Fossom L H, Basile A S, Skolnick P
Laboratory of Neuroscience, National Institute for Diabetes and Digestive and Kidney Diseases, National Institutes of Health, Bethesda, Maryland 20892, USA.
Mol Pharmacol. 1995 Dec;48(6):981-7.
Partial agonists at the strychnine-insensitive glycine sites coupled to N-methyl-D-aspartate (NMDA) receptors reduce both glutamate-induced neurotoxicity in vitro and ischemia-induced neurodegeneration in vivo. Paradoxically, sustained exposure of cultured cerebellar granule cell neurons to glycinergic ligands, including glycine and the glycine partial agonists (+/-)-3-amino-1-hydroxy-2-pyrrolidone, 1-aminocyclopropanecarboxylic acid (ACPC), and D-cycloserine, attenuates the neuroprotective effects of (+/-)-3-amino-1-hydroxy-2-pyrrolidone and ACPC. In the present study, we investigated the mechanisms responsible for this attenuated neuroprotection. Three NMDA receptor-mediated responses were examined after sustained exposure to ACPC: glutamate-induced neurotoxicity, NMDA-stimulated increases in cGMP levels, and NMDA-stimulated increases in [Ca+2]i. Consistent with previous findings, coincubation with ACPC blocked glutamate-induced neurotoxicity, whereas sustained (24 hr) exposure to ACPC attenuated its protective effects. Moreover, sustained exposure to ACPC caused an apparent approximately 2-fold increase in the potency of both glutamate to act as neurotoxin and NMDA to stimulate cGMP formation. Sustained exposure to ACPC also increased NMDA-stimulated [Ca+2]i approximately 3-fold compared with control granule cell cultures but did not affect basal [Ca+2]i.
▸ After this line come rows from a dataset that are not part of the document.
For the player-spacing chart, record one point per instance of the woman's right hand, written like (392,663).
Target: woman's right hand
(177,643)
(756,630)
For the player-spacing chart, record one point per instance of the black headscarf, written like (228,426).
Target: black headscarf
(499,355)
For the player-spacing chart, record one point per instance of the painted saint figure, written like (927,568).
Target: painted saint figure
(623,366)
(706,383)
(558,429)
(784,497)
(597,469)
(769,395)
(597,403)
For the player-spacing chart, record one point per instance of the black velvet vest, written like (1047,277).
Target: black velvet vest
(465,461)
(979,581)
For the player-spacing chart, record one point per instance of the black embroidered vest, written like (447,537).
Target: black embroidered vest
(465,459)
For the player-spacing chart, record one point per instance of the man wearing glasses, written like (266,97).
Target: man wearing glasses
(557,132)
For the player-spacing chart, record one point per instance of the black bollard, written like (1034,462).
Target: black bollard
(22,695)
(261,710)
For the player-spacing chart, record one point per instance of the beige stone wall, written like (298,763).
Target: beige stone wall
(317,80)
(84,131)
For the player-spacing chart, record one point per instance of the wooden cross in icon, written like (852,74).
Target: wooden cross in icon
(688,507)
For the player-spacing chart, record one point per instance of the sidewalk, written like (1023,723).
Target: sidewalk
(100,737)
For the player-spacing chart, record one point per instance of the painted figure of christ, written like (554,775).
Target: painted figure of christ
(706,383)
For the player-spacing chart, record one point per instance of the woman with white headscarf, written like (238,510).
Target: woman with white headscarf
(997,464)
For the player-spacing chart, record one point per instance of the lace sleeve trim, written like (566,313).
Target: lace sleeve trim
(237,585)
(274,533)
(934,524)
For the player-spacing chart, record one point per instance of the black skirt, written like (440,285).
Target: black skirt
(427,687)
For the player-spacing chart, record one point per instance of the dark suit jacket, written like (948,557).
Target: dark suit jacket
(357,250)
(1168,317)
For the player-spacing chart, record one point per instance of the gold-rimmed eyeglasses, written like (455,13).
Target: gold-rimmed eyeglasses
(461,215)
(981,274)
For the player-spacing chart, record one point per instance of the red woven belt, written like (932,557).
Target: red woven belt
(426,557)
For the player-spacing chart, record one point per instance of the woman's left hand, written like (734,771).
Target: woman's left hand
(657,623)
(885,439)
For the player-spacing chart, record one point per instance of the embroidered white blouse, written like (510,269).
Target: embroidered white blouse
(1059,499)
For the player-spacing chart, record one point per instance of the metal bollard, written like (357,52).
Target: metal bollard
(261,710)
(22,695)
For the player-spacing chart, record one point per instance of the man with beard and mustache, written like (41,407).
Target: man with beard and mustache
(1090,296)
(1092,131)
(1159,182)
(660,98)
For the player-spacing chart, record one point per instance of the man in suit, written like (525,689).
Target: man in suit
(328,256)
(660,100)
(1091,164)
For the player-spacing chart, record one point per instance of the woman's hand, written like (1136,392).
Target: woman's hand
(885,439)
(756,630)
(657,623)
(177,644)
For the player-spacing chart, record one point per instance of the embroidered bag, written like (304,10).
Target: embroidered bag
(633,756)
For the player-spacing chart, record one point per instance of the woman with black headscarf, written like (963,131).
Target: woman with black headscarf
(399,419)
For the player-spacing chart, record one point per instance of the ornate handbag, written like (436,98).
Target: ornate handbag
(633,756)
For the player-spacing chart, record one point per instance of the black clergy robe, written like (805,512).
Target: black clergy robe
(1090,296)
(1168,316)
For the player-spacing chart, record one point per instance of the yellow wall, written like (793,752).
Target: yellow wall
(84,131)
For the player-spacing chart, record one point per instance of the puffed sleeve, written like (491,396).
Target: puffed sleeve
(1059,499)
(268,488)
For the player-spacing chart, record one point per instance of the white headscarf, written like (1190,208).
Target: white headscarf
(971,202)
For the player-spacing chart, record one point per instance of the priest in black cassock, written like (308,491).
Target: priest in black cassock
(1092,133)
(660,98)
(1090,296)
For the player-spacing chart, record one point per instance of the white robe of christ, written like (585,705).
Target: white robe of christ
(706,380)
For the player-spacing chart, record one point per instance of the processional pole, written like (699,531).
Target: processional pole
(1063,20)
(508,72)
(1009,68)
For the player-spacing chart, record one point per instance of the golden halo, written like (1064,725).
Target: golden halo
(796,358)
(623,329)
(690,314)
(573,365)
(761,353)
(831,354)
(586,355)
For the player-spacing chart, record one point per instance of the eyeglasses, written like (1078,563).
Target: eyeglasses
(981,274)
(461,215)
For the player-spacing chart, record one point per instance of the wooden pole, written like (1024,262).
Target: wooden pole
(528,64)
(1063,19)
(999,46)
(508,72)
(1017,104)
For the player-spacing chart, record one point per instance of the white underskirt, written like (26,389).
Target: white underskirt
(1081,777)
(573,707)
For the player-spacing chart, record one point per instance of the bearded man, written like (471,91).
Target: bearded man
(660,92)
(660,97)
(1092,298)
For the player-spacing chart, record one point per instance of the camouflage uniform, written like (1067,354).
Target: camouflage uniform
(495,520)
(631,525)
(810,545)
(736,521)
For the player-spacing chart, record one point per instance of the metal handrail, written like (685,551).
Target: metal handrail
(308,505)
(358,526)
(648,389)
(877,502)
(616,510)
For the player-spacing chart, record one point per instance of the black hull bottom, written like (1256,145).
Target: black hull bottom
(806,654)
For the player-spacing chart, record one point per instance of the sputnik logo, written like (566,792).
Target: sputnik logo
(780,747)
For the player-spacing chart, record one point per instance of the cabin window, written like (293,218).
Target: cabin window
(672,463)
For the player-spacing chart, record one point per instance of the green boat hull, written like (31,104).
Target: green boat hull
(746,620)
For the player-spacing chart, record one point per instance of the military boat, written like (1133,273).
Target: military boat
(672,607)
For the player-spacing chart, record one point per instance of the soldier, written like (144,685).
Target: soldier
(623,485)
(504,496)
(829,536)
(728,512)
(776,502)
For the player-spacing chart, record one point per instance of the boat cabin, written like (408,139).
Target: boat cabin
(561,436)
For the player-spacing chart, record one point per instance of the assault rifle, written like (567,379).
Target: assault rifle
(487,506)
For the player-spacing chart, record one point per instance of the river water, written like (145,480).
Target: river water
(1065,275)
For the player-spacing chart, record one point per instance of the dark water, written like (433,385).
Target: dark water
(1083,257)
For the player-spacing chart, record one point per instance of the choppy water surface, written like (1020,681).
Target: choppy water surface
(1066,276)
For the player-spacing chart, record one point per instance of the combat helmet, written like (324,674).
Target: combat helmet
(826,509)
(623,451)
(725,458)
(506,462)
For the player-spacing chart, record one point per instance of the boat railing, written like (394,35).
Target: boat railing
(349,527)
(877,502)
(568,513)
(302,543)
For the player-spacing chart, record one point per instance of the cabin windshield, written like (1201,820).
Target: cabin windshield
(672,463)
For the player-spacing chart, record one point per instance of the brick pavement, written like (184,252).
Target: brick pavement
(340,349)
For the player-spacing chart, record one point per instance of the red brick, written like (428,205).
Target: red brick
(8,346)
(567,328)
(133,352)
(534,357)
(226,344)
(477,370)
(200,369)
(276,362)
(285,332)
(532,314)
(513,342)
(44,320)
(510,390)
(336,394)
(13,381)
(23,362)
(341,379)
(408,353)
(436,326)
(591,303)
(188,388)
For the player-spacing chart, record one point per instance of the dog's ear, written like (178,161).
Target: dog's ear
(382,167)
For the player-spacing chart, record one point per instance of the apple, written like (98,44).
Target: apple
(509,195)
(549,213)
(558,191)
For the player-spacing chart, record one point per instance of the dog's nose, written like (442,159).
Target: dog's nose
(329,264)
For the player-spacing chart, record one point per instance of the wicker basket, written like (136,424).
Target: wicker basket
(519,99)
This apparent increase in glutamate sensitivity may be attributable to a change in NMDA receptor subunit composition as sustained ACPC exposure resulted in a approximately 2.5-fold increase in NMDA receptor 2C RNA levels, without concomitant changes in the amounts of RNA encoding the NMDA receptor 2A, 2B, or 1 subunit. This is the first demonstration that sustained exposure to a glycinergic ligand can alter the expression of RNAs encoding NMDA receptor subunits. Because glycinergic ligands are potential clinical candidates, these results may have important implications for the treatment of neurodegenerative disorders.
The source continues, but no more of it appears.